PARTICLE ANALYZER SYSTEMS

A simple, affordable device is necessary to encourage more accurate particle analysis methods in order to verify relative accuracy and enjoy the benefits. One developed in the HOCKMEYER laboratory, The HPAS-2000 with MicroPart™, can do this by producing representative statistical data of the particle size distribution band of solids or solids dispersed in liquids.

The HPAS consists of a microscope, a digital camera, and a computer with custom software. After placing the sample under the microscope, multiple pictures are taken and analyzed for individual particle size. The particles are then bi-dimensionally classified, counted and graphed for final printout.

Alternatively, laser technology can offer three dimensional particle analyses, which may further enhance accuracy. Both two and three-dimensional measuring techniques are limited in their ability to accurately measure the size of a non-spherical particle. Most industrial particles measured are not spherical. Our observations have indicated only very minor differences in data generated between the two technologies. However, both offer quantum leaps in product quality predictability compared to a hand held grind gauge.

CORRELATION BETWEEN PARTICLE SIZE AND QUALITATIVE PROPERTIES.

Our research indicates a positive correlation between particle size and qualitative properties of the dispersion.

Controlling the dispersion by following a particle distribution band can be challenging.

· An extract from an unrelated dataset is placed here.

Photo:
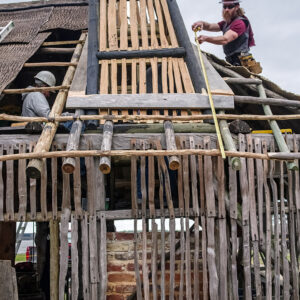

A wide variety of factors can influence the uniformity of the band but for the purpose of this discussion we shall segment into two broad areas and focus on the second.

Chemical: Instances where particles bond more or less intensely because of the influence of a foreign substance. Example: Coalescing and dispersing agents.
Mechanical: Instances where particles bond more or less intensely because of the influence of a foreign force. Example: Shear
Energy uniformly applied to a wide particle distribution band tends to narrow and shift the band as a function of time. The largest agglomerates break apart into smaller agglomerates and continue their down-sizing trend until the energy required to make them even smaller is no longer sufficient. An increase in energy input will continue the reduction trend until the next stabilization level is reached.

The continual addition of uniform energy input to the dispersion will challenge the ingenuity of the machinery designer to control the transfer of shear rate into shear stress without exceeding temperature and stress limitations of the dispersion.

Scale should be driven more by the measurable duplication of particle distribution band per unit of time (performance) and the avoidance of subjective variables. Laboratory equipment can be designed to duplicate production equipment using measurable baselines. Machine manufacturers can incorporate the common baseline of particle size distribution into the performance data on dispersion equipment using published, standardized formulas that can become universal performance standards.

Users should be educated in the proper techniques of scale. Equipment manufacturers can focus more on establishing uniform standards of scale and milling consistency rather than impressing users with the performance of a lab mill that cannot be duplicated in the factory. Users should not be left to determine what the manufacturer might have had in mind when the machinery was designed.

The standardization of measure via these new technologies will help companies compete in an ever more competitive industry. In particular, the incorporation of particle size analysis as a measure of quality and a basis for scale.